Jim tells the boys that Uncle Silas comes into the hut once in a while to pray with him, and that Aunt Sally does likewise to make sure he’s comfortable. This gives Tom an idea: he wants to trick Nat, the slave who brings Jim food, into bringing Jim a rope-ladder that’s been baked into a pie. The boys talk with Jim for a while before leaving him. Tom says he is having the most fun of his life, and that he and Huck should keep their game up so for as long as possible, and even suggests that they leave Jim’s rescue up to their own children.
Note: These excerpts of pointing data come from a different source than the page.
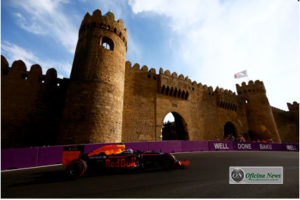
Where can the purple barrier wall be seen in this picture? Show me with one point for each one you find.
(220, 146)
(19, 158)
(38, 156)
(165, 146)
(188, 146)
(50, 155)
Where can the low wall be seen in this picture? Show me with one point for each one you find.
(40, 156)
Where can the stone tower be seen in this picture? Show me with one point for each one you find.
(94, 100)
(260, 118)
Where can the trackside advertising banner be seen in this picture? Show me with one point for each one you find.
(220, 146)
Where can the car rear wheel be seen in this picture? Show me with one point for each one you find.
(76, 168)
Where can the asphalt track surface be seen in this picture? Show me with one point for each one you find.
(207, 177)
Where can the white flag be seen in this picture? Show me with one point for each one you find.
(241, 74)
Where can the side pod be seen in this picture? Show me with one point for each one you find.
(71, 153)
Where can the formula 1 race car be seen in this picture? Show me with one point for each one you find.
(115, 157)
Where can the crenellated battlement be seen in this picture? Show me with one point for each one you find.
(105, 22)
(105, 101)
(172, 81)
(18, 71)
(293, 107)
(226, 99)
(251, 87)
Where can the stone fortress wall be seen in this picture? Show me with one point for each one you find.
(107, 99)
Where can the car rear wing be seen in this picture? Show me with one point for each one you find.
(71, 153)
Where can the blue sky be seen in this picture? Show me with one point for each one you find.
(207, 40)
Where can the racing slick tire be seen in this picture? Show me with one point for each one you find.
(168, 161)
(76, 168)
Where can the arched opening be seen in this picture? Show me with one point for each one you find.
(229, 130)
(174, 127)
(107, 43)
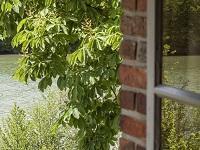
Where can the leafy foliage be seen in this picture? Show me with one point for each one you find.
(75, 42)
(33, 130)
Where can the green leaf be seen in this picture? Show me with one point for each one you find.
(20, 25)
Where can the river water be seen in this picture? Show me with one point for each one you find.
(184, 71)
(12, 91)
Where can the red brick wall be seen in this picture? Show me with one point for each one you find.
(133, 76)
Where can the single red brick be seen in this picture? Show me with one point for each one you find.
(134, 77)
(133, 127)
(129, 4)
(141, 103)
(135, 26)
(139, 26)
(128, 49)
(138, 147)
(142, 5)
(126, 145)
(127, 100)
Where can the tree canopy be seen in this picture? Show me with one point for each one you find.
(76, 43)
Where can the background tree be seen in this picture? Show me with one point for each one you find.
(76, 43)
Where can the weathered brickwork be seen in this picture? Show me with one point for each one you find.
(133, 75)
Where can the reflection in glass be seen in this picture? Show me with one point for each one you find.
(180, 126)
(181, 44)
(181, 69)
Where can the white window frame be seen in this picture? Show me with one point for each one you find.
(155, 90)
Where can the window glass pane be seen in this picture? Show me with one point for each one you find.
(180, 126)
(181, 44)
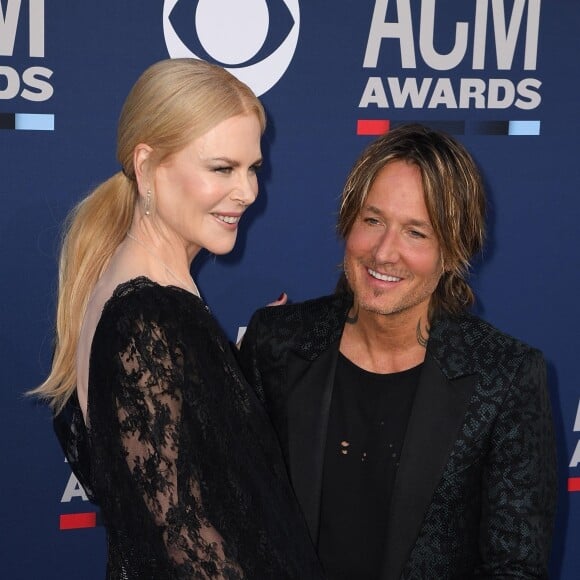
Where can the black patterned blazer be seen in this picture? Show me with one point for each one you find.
(475, 492)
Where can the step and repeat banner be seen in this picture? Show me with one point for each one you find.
(503, 76)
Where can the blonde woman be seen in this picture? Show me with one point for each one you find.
(154, 416)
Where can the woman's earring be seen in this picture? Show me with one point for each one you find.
(148, 203)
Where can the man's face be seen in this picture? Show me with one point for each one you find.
(392, 256)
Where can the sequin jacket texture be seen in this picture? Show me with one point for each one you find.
(475, 494)
(179, 452)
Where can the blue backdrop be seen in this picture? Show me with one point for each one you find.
(502, 75)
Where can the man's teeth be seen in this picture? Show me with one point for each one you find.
(228, 219)
(383, 277)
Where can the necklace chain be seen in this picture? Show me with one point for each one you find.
(192, 286)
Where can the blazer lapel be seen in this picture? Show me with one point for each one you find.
(308, 408)
(437, 415)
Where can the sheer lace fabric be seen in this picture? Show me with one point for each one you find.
(179, 452)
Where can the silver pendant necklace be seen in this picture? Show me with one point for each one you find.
(191, 287)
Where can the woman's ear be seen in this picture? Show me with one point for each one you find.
(142, 164)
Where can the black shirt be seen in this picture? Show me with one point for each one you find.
(366, 429)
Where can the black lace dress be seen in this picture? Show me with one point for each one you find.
(179, 453)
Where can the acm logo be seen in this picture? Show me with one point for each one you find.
(30, 83)
(495, 30)
(255, 40)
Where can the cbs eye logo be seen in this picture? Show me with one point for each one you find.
(255, 40)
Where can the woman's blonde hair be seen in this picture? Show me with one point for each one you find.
(172, 103)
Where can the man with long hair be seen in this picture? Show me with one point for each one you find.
(418, 437)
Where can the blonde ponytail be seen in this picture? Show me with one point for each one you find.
(173, 102)
(96, 226)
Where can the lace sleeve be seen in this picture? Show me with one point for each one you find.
(149, 410)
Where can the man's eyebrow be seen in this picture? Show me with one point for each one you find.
(411, 221)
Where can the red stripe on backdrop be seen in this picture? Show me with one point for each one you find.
(78, 521)
(372, 127)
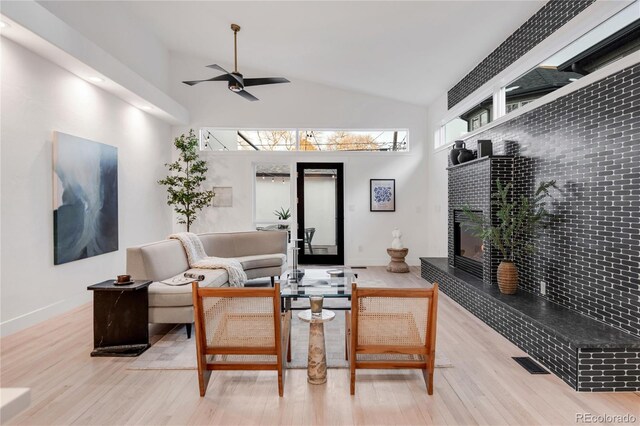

Uncle Silas and Aunt Sally clearly recognize that Jim has human needs, and yet remain oblivious to the fact that they are hypocritically violating those needs in keeping Jim in the first place. Tom is likewise a hypocrite: he knows Jim needs to be freed, but selfishly wishes he could draw out the rescue attempt for childish pleasure. Huck doesn’t buy into any of this, save insofar as he passively accepts it.
One night, dogs get into Jim’s hut. When Nat sees the dogs, he almost faints, thinking that witches are responsible. Tom tells Nat that, to appease the witches, he should make “a witch-pie.” Nat says he doesn’t know how, so Tom volunteers to bake the pie for him, as long as Nat promises not to look at or handle what Tom gives him. Nat promises.
Tom exploits Nat’s superstitions in playing out his romantic game of rescuing Jim. We wonder what’s worse: Huck stealing from the slave’s watermelon patch, or Tom playing on a person’s fears, to which there is a racial component, for the sake of personal pleasure.